I’m tired of reading about people ‘losing privacy’ with Facebook and Twitter. People are not losing their privacy; they are losing their common sense. There was an article this morning in the paper which cited examples of ‘loss of privacy’:
1) A UK worker being fired for comments that her job was boring.
2) Employees in a service industry being reprimanded for posting negative comments about customers on their social sites.
3) Causing of problems in relationships when one person makes relationship-based remarks, or when a person ‘updates their relationship status’ without approval of the other party.
Hold on, none of those are examples of losing privacy; they all made their opinion public on purpose. Everyone at one time or another is bored at work. Everyone complains about idiots they have to deal with, and everyone has relationship troubles.
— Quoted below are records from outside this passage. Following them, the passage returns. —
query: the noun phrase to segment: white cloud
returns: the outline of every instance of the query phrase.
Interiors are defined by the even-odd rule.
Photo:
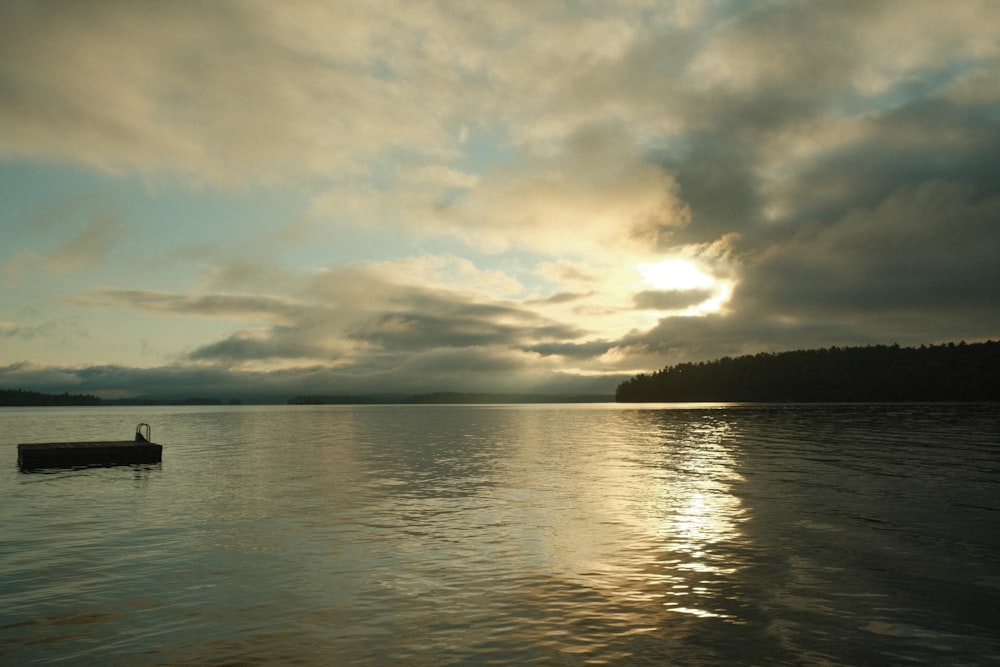
[[[454,256],[406,257],[372,262],[367,265],[367,271],[386,282],[451,289],[481,295],[483,299],[513,298],[524,291],[524,286],[516,277],[497,269],[481,270],[471,260]]]

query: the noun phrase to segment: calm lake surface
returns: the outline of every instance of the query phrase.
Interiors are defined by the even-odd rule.
[[[19,442],[163,463],[17,468]],[[0,409],[0,663],[1000,663],[1000,406]]]

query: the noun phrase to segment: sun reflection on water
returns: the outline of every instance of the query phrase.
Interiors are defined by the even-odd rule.
[[[139,409],[13,409],[0,432],[113,432]],[[6,476],[0,663],[996,653],[995,562],[969,537],[992,520],[992,406],[141,410],[170,447],[141,479]]]
[[[659,591],[659,604],[671,614],[733,621],[740,564],[732,550],[745,542],[745,509],[731,490],[742,478],[729,425],[710,411],[698,420],[675,419],[669,411],[636,418],[633,481],[643,485],[636,493],[645,504],[646,534],[632,585]]]
[[[538,407],[507,421],[497,407],[478,415],[490,421],[493,445],[481,442],[464,458],[451,446],[412,445],[380,456],[383,476],[423,479],[433,470],[380,502],[407,526],[385,562],[420,563],[382,568],[386,594],[409,599],[420,584],[415,599],[449,598],[449,627],[471,615],[494,637],[516,626],[527,645],[580,656],[620,650],[623,660],[644,638],[744,625],[738,437],[718,411],[680,412],[622,410],[608,419]],[[492,447],[483,466],[468,458]],[[477,470],[480,483],[465,485],[465,474],[448,473],[454,466]],[[465,595],[460,582],[471,571],[492,582],[490,595]],[[525,618],[534,620],[524,626]]]

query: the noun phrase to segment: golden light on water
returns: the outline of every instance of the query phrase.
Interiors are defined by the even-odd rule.
[[[544,529],[520,539],[564,581],[617,605],[658,610],[655,627],[636,614],[645,631],[683,636],[701,619],[735,622],[741,564],[731,554],[747,539],[746,509],[732,490],[741,477],[728,424],[636,411],[619,426],[598,429],[600,446],[577,451],[572,464],[559,445],[522,452],[547,459],[552,474],[525,480],[536,491],[519,500]],[[540,502],[543,492],[549,498]],[[560,519],[554,507],[574,510]]]

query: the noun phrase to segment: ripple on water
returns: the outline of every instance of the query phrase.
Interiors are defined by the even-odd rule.
[[[988,662],[998,412],[0,413],[167,446],[5,474],[0,661]]]

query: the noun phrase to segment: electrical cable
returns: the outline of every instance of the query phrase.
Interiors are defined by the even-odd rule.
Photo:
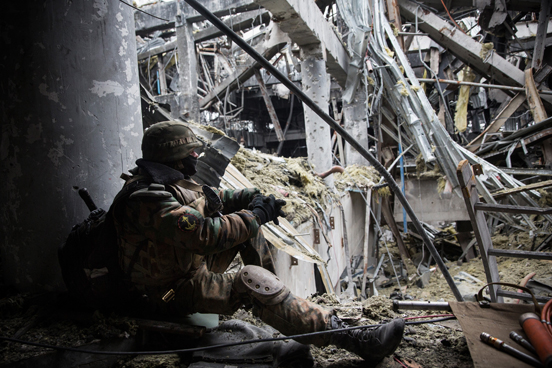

It isn’t the fact that those people had those thoughts; it is the fact that they consciously made the thought public. Consciously making something known to people is not losing privacy, losing privacy is something that you didn’t make known to people, becoming known to people. For example, having your private diary published, or your best friend write a tell-all book about you, or a doctor telling everyone about your genital herpes is a loss of privacy. Standing on a box in the middle of Times Square and screaming that you have genital herpes, or handing out free copies of your sex tapes to strangers is not a loss of privacy.
If Facebook openly released all of your pictures to the general public, not just registered Facebook users or specifically your ‘friends’, then that is an invasion, but they don’t (I didn’t say can’t). In fact, they are putting in more restrictions around what can be seen.
We live in a knowledge-starved world. We put Tiger Woods on the front page because we found out he had a secret, but then scream bloody murder when someone finds out ours. We can’t have it both ways.
The sad part is that government agencies are spending millions to study Facebook for security holes, when in reality we live in a society that cares less about privacy and more about reading about our acquaintances’ lives than ever before. If something isn’t meant to be public, don’t make it public. It is as simple of that. Posting “I’ve had a horrible day,” is enormously different than posting “I hate my boss and work is shit.” Facebook does not require the same level of professionalism as a man in a suit in front of a microphone (but then again, even Obama called Kanye a “Jackass”), but it does require some common sense.
And you want to talk about privacy? Well how about laws that restrict who you can love/marry, in what orifice you can have sex, or upcoming flight rules that you can either be photographed in an ‘naked scanner’ machine or have your genitalia juggled before you can get on an airplane? We don’t live in a private society at all when a government can invade it like that. BTW: This is for another entry, but ‘naked scanner’ is by far the newest gross exaggerated term. Given the above two options I will gladly let a couple people stare at my colourless, featureless ‘naked’ body only to have the picture removed immediately upon exiting the scanner. It’s not like Playboy is standing behind them saying “Yep, I’ll take that one for our ‘frequent flyers’ issue.” In those pictures you are no more nude than that chick’s silhouette on a trucker’s mud flaps.
This last year 3 or 4 guys got caught for misuse of a firearm and animal cruelty because they did really stupid, depraved things to a duck during a hunting trip. They got caught, not because someone discovered the duck, but because they posted themselves on YouTube doing it. Had that not happened, the ducks would have decayed or been eaten and, assuming they wouldn’t brag about it (which is a stretch based on the video), they certainly wouldn’t have been charged.
Why haven’t we learned from this? Because we are not used to a truly global media. While screaming on top of a box in Times Square all of your dirty secrets certainly isn’t maintaining privacy, it is not the same as electronically posting something that within seconds the entire world can see… Until, of course, someone starts streaming your NYC rant. Which really poses the question, do we have any privacy anymore? If anyone can video/photograph us doing anything and YouTube it, wouldn’t you think that would make everyone more afraid than the stuff they knowingly post? It sure does for me…
Part of the problem here is people like to complain about whatever it is they possibly can. There are easy solutions to most problems. See below:
“I hate my boss and work sucks” – get off your lazy ass and get a new job or go to school so you don’t have to continue flipping burgers or whatever.
“Damn custy’s be wanking on my jive” – if you don’t like the service industry, see above comment.
“My girlfriend is a bitch ” – well that’s just hurtful and likely not going to score you one in the sack tonight, however if that’s how you truely feel, similar to the above advice drop the bitch and get a new one, or be single for a while. If this isn’t the person you intend on spending the rest of your life with (or at least a significant portion of it) then you’re just wasting time anyways.